The Patent Application Information Retrieval Bulk Data API
17 Aug 2017
I stumbled across the Patent Application Information Retrieval Bulk Data API from the US Patent Office the other day. It provides a much more usable approach to getting at patent information than what I am using at the moment. Right now I am downloading XML files and searching for the occurrence of a handful of keywords. If I want to make a change I have to fire up a new AWS instance, change the code, and reprocess the downloaded files. The Patent Application Information Retrieval Bulk Data API gives me a much more efficient interface to work with.
The Patent Application Information Retrieval Bulk Data API contains the bibliographic, published document and patent term extension data tabs in Public PAIR from 1981 to present, with some additional data dating back to 1931. It has leveraged COTS semantics, maintains an open architecture, and the query syntax follows the standard Apache Solr search syntax, with API responses following the Solr formats.
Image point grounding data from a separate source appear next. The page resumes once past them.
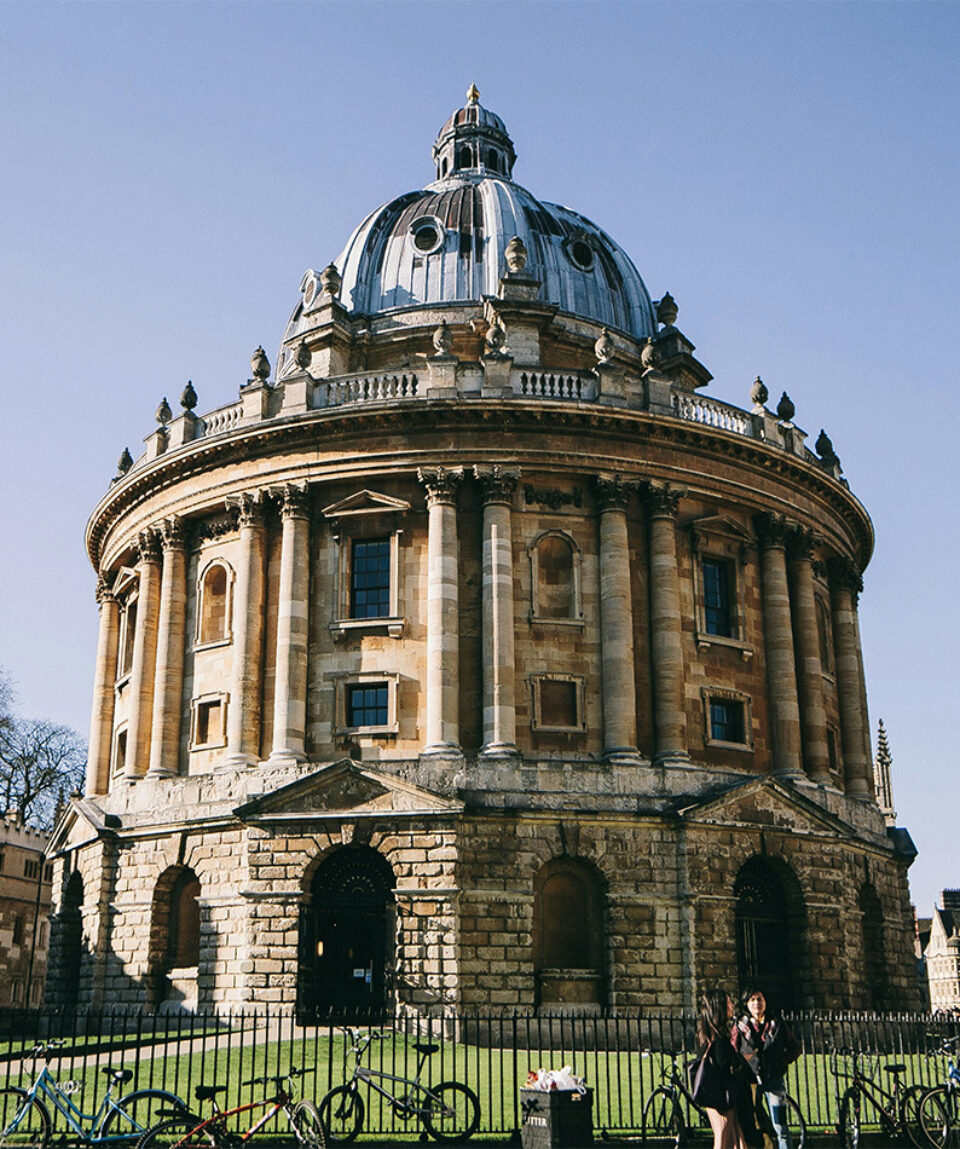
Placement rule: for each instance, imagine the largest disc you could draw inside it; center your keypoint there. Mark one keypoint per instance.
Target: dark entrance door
(346, 937)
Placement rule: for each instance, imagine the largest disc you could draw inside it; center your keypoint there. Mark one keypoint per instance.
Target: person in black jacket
(768, 1047)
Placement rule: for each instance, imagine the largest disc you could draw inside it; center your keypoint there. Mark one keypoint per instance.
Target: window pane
(718, 599)
(366, 704)
(726, 720)
(370, 578)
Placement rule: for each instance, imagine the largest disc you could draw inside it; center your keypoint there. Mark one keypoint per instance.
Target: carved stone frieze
(441, 483)
(497, 484)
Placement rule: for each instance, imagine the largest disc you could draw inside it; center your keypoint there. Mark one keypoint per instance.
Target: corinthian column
(242, 715)
(500, 701)
(171, 627)
(443, 638)
(782, 698)
(810, 669)
(666, 641)
(618, 670)
(289, 703)
(144, 661)
(101, 722)
(845, 585)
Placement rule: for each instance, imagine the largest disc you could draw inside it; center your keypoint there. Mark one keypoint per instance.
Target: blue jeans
(779, 1116)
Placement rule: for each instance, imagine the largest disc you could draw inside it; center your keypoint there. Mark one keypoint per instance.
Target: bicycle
(865, 1102)
(664, 1121)
(449, 1111)
(939, 1108)
(25, 1119)
(192, 1131)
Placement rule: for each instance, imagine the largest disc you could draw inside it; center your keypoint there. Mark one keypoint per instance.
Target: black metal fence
(624, 1057)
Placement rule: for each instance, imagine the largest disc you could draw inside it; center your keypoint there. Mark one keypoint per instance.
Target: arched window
(765, 947)
(874, 965)
(555, 578)
(568, 939)
(214, 623)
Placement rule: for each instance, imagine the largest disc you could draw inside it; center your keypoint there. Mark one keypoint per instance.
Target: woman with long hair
(725, 1069)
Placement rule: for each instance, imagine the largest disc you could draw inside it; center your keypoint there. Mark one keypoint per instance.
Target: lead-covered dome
(446, 244)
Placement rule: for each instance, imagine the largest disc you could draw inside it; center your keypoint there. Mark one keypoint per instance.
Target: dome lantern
(474, 140)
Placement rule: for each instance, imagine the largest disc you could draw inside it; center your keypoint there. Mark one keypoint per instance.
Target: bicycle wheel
(24, 1124)
(850, 1119)
(662, 1121)
(938, 1118)
(139, 1111)
(183, 1132)
(307, 1126)
(451, 1112)
(341, 1115)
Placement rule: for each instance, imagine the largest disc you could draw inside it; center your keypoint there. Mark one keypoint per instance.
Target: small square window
(370, 578)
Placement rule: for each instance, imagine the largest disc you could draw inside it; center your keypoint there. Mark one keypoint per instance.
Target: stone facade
(478, 660)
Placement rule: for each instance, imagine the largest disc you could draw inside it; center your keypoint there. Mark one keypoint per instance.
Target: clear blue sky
(789, 171)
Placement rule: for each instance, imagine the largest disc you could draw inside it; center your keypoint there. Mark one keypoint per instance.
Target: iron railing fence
(622, 1056)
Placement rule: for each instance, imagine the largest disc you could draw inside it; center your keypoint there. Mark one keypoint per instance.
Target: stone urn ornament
(516, 255)
(260, 365)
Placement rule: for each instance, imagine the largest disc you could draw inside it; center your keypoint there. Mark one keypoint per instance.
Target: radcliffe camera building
(475, 657)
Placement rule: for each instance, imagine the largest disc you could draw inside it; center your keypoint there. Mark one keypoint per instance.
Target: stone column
(618, 670)
(171, 633)
(101, 722)
(443, 637)
(845, 585)
(810, 669)
(289, 704)
(666, 635)
(783, 703)
(144, 661)
(242, 712)
(500, 696)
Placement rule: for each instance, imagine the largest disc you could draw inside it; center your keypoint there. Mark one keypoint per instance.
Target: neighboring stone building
(479, 660)
(25, 879)
(943, 954)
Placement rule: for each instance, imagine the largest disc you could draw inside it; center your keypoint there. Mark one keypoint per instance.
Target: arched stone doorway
(771, 932)
(347, 937)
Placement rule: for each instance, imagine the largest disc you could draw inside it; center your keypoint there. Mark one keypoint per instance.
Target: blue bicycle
(25, 1119)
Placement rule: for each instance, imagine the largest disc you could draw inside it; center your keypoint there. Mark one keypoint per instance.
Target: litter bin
(556, 1119)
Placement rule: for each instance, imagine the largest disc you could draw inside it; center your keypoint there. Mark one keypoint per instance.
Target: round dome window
(427, 234)
(581, 254)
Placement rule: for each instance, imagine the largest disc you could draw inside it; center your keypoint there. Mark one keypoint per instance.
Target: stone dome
(446, 244)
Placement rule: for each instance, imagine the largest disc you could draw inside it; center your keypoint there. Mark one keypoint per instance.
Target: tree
(40, 764)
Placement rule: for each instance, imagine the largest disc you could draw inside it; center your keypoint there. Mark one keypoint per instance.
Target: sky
(788, 171)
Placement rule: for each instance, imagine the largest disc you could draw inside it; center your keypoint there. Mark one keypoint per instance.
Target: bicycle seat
(118, 1077)
(206, 1092)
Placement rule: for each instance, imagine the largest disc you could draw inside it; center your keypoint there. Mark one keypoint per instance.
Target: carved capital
(497, 484)
(773, 530)
(148, 546)
(441, 483)
(844, 576)
(294, 500)
(662, 501)
(172, 533)
(612, 493)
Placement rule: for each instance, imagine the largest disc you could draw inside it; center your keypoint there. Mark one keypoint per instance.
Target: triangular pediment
(764, 802)
(346, 788)
(365, 502)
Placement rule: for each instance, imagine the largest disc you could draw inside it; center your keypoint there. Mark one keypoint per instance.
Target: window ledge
(704, 641)
(392, 625)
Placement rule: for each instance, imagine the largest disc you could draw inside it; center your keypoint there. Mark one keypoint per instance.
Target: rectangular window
(718, 602)
(368, 704)
(726, 720)
(370, 578)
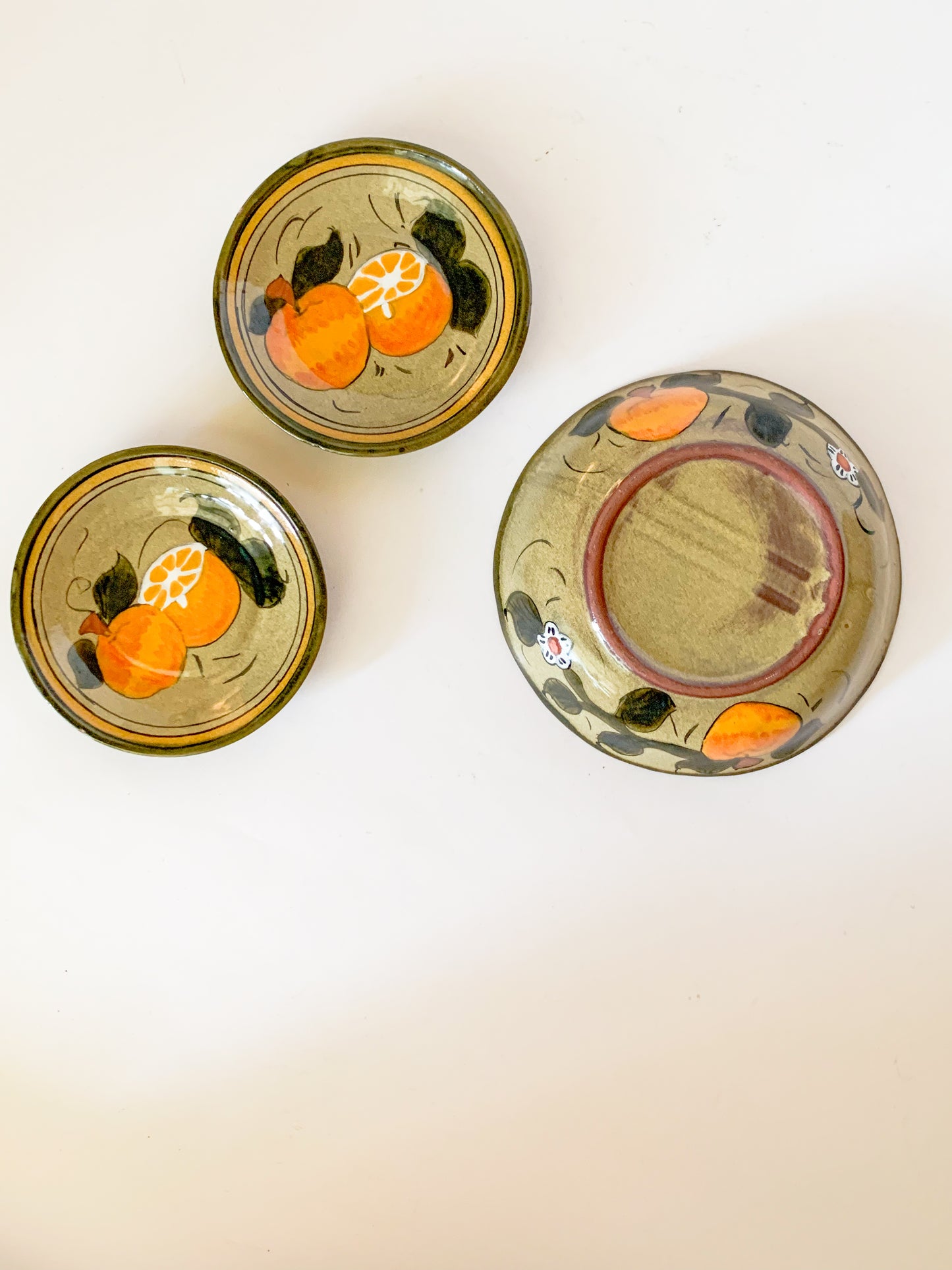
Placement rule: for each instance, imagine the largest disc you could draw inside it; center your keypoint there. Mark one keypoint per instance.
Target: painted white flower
(556, 648)
(842, 465)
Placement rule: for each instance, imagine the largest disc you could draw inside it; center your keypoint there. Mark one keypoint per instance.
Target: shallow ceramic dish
(372, 296)
(698, 573)
(168, 601)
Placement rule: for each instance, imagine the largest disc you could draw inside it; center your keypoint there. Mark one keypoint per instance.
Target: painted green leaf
(471, 296)
(645, 709)
(84, 664)
(594, 418)
(253, 563)
(768, 424)
(116, 590)
(260, 318)
(524, 616)
(442, 237)
(446, 241)
(316, 264)
(563, 696)
(621, 743)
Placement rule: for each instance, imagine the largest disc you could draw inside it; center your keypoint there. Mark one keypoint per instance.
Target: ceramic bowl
(698, 573)
(372, 296)
(168, 601)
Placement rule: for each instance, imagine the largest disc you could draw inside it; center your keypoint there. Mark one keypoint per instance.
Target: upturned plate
(372, 296)
(698, 573)
(168, 601)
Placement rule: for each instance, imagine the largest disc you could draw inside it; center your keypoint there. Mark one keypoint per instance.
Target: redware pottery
(372, 296)
(698, 573)
(168, 601)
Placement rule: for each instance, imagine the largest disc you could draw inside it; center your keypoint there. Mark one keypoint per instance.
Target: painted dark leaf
(594, 418)
(252, 563)
(563, 696)
(442, 237)
(692, 380)
(116, 590)
(798, 409)
(84, 664)
(621, 743)
(318, 264)
(260, 319)
(273, 586)
(524, 616)
(471, 296)
(768, 424)
(446, 242)
(645, 709)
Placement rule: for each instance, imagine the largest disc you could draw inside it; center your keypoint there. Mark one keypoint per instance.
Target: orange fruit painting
(749, 730)
(140, 652)
(319, 341)
(658, 415)
(193, 589)
(406, 301)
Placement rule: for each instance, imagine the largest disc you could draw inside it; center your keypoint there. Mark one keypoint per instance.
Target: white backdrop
(412, 979)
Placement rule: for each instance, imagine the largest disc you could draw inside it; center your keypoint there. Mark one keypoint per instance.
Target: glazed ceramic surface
(168, 601)
(698, 573)
(372, 296)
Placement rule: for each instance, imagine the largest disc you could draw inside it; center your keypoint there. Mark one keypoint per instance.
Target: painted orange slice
(406, 301)
(192, 587)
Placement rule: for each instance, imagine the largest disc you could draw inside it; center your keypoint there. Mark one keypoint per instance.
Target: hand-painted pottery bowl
(168, 601)
(372, 296)
(698, 573)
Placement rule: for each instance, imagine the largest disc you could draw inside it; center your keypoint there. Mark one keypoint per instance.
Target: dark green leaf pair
(446, 242)
(253, 563)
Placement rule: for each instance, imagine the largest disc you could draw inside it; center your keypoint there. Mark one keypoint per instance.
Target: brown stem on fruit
(278, 294)
(93, 625)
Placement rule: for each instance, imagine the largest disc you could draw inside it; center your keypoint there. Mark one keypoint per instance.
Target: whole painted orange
(319, 341)
(749, 730)
(658, 415)
(140, 652)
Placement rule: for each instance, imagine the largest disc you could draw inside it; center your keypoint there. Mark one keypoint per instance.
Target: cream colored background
(412, 979)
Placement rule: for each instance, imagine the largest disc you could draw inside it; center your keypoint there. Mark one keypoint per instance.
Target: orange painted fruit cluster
(406, 303)
(140, 652)
(749, 730)
(319, 341)
(658, 415)
(397, 303)
(196, 591)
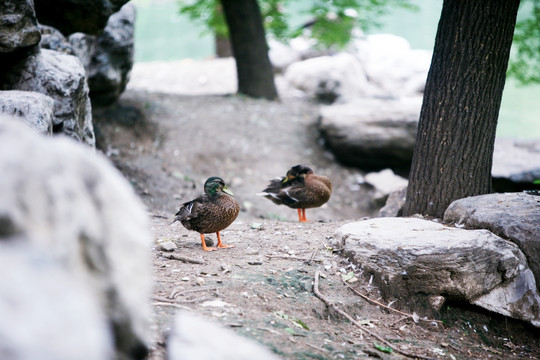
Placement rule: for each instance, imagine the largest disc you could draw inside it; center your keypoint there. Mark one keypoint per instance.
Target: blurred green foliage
(331, 22)
(525, 60)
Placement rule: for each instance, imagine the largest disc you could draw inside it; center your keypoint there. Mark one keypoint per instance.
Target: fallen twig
(176, 293)
(181, 258)
(388, 307)
(160, 303)
(170, 301)
(292, 258)
(348, 317)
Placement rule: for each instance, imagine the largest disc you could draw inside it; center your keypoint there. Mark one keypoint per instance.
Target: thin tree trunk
(454, 146)
(255, 73)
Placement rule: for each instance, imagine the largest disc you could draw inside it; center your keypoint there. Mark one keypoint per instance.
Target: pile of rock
(71, 71)
(486, 255)
(75, 275)
(371, 95)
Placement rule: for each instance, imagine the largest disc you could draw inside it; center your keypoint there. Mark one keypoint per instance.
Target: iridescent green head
(215, 186)
(298, 172)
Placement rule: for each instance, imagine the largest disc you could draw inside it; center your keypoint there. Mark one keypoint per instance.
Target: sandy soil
(167, 144)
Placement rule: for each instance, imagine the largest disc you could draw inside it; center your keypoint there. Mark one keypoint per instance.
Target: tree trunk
(454, 146)
(255, 74)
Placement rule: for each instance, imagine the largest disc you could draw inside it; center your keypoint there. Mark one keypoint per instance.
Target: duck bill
(227, 191)
(287, 178)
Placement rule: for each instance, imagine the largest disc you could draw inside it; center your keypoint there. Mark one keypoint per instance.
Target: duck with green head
(300, 189)
(211, 212)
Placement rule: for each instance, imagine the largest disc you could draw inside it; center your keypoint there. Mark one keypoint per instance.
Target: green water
(161, 34)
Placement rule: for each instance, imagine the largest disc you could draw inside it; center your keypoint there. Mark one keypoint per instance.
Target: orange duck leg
(220, 244)
(302, 215)
(206, 248)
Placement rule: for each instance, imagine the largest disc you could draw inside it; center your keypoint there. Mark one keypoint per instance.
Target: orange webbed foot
(206, 248)
(302, 215)
(222, 245)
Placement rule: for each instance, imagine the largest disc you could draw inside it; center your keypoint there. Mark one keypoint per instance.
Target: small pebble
(167, 246)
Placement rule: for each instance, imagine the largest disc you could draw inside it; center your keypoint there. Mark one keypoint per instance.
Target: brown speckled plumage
(211, 212)
(300, 189)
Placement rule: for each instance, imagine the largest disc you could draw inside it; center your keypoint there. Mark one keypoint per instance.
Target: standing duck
(211, 212)
(300, 189)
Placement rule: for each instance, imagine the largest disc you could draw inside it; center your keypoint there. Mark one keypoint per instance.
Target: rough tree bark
(454, 146)
(255, 74)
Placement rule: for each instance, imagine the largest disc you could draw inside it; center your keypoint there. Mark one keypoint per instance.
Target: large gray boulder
(46, 312)
(53, 39)
(413, 259)
(63, 78)
(112, 59)
(328, 79)
(371, 133)
(107, 57)
(190, 336)
(68, 213)
(513, 216)
(18, 25)
(70, 16)
(35, 109)
(391, 64)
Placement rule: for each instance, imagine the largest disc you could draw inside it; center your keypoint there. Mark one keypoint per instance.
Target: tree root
(353, 321)
(181, 258)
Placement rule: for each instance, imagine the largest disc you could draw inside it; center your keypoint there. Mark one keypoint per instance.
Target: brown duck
(300, 189)
(211, 212)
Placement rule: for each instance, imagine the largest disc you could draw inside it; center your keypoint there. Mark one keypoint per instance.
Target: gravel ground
(176, 125)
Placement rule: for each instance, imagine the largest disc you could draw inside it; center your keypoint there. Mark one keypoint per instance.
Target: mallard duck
(211, 212)
(300, 189)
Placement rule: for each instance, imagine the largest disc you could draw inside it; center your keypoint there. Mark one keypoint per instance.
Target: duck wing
(190, 209)
(283, 193)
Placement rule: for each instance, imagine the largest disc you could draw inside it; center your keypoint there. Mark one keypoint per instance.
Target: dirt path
(167, 145)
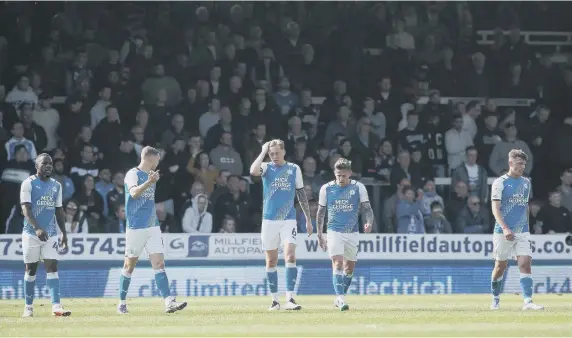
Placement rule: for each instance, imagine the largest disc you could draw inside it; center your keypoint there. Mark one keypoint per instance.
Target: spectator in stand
(390, 206)
(224, 125)
(196, 217)
(487, 137)
(210, 118)
(103, 187)
(72, 119)
(99, 110)
(90, 202)
(166, 220)
(436, 222)
(117, 223)
(430, 196)
(233, 203)
(177, 131)
(403, 169)
(228, 225)
(224, 157)
(555, 218)
(474, 175)
(22, 93)
(86, 166)
(457, 141)
(310, 176)
(159, 81)
(457, 201)
(383, 161)
(412, 133)
(343, 125)
(534, 221)
(47, 118)
(499, 156)
(116, 196)
(17, 140)
(76, 220)
(473, 218)
(107, 134)
(32, 131)
(68, 188)
(124, 156)
(203, 171)
(409, 216)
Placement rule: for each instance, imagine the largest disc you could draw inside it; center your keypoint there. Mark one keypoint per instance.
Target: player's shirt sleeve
(363, 196)
(299, 179)
(496, 190)
(26, 192)
(59, 199)
(263, 168)
(323, 198)
(131, 179)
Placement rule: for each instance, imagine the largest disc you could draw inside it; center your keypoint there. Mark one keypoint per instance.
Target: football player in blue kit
(282, 183)
(342, 199)
(41, 200)
(510, 195)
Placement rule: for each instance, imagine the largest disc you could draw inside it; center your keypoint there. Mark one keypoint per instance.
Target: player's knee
(51, 265)
(158, 265)
(31, 269)
(290, 258)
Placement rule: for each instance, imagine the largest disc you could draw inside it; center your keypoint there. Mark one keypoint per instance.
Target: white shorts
(273, 233)
(343, 244)
(35, 250)
(149, 239)
(505, 249)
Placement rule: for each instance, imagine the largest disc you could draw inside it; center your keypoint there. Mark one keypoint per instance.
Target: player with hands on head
(41, 200)
(143, 231)
(282, 183)
(342, 200)
(510, 195)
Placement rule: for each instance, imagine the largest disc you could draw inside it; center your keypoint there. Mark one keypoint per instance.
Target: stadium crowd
(209, 83)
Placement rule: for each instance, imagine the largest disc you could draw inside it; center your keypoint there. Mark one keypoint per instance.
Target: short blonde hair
(343, 164)
(517, 154)
(276, 142)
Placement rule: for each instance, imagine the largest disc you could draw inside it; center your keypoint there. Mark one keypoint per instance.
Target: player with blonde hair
(282, 182)
(510, 196)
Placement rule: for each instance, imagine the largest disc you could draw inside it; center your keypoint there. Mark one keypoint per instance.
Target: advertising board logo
(198, 246)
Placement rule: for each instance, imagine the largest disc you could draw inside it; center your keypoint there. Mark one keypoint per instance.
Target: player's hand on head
(265, 147)
(508, 234)
(154, 176)
(42, 235)
(64, 241)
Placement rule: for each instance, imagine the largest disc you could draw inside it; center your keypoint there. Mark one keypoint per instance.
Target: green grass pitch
(457, 315)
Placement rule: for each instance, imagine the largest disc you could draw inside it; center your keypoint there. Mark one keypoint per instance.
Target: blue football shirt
(279, 184)
(514, 194)
(44, 197)
(139, 212)
(343, 205)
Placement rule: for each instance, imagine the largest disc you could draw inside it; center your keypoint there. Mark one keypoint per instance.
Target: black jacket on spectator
(557, 219)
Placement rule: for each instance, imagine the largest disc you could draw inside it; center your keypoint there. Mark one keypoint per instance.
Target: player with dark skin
(44, 169)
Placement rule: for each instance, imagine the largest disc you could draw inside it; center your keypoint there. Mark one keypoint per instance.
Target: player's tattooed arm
(367, 212)
(61, 219)
(29, 215)
(320, 218)
(303, 200)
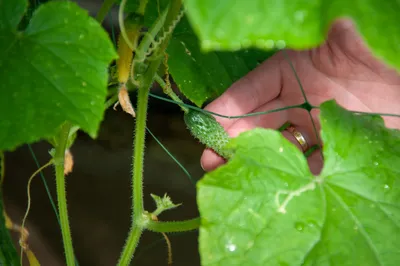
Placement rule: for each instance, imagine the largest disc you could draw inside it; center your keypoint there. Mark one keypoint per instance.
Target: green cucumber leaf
(202, 76)
(298, 24)
(264, 207)
(53, 71)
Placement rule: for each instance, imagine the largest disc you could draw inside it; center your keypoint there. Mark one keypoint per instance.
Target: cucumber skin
(208, 131)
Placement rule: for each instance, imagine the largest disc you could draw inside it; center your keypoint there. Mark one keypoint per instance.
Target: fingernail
(202, 167)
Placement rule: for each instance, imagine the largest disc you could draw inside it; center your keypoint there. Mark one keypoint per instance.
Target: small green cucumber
(208, 131)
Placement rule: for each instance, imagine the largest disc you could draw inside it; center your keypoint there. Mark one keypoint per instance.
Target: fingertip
(210, 160)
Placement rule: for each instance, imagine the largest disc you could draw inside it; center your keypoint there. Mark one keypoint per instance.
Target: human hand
(342, 68)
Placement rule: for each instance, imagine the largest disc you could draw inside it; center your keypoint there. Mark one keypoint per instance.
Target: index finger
(258, 87)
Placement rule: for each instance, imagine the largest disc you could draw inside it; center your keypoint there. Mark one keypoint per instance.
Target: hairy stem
(138, 220)
(61, 192)
(168, 90)
(169, 227)
(131, 244)
(105, 7)
(142, 7)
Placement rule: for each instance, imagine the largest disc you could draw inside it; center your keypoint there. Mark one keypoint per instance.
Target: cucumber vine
(149, 47)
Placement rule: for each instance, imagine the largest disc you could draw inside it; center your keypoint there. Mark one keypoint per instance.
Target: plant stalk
(61, 193)
(138, 223)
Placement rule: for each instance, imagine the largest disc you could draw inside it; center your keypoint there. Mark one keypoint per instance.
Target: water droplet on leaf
(299, 226)
(231, 247)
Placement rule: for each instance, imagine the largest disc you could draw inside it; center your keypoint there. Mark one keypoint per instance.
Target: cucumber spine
(208, 131)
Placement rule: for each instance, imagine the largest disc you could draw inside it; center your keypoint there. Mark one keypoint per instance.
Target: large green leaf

Providing for a much more powerful interface for querying patent data, which goes back further back in time then what I’ve been doing currently. I’m really interested in doing an API patent search for the 1990s, or maybe even earlier.
The Patent Application Information Retrieval Bulk Data API is a well designed API, with an attractive API portal and documentation, driven with an OpenAPI. The USPTO provide access to the patent data in the way that I think all government agencies should be doing it. You can use the API, or get at a JSON or XML download of the data. The API is “part of the US Patent and Trademark Office’s (USPTO) commitment to fostering a culture of open government as described by the 2013 Executive Order to make open and machine-readable data the new default for government information.” Which is pretty cool in my book, something we desperately are needing to become a reality across all federal agencies in 2017.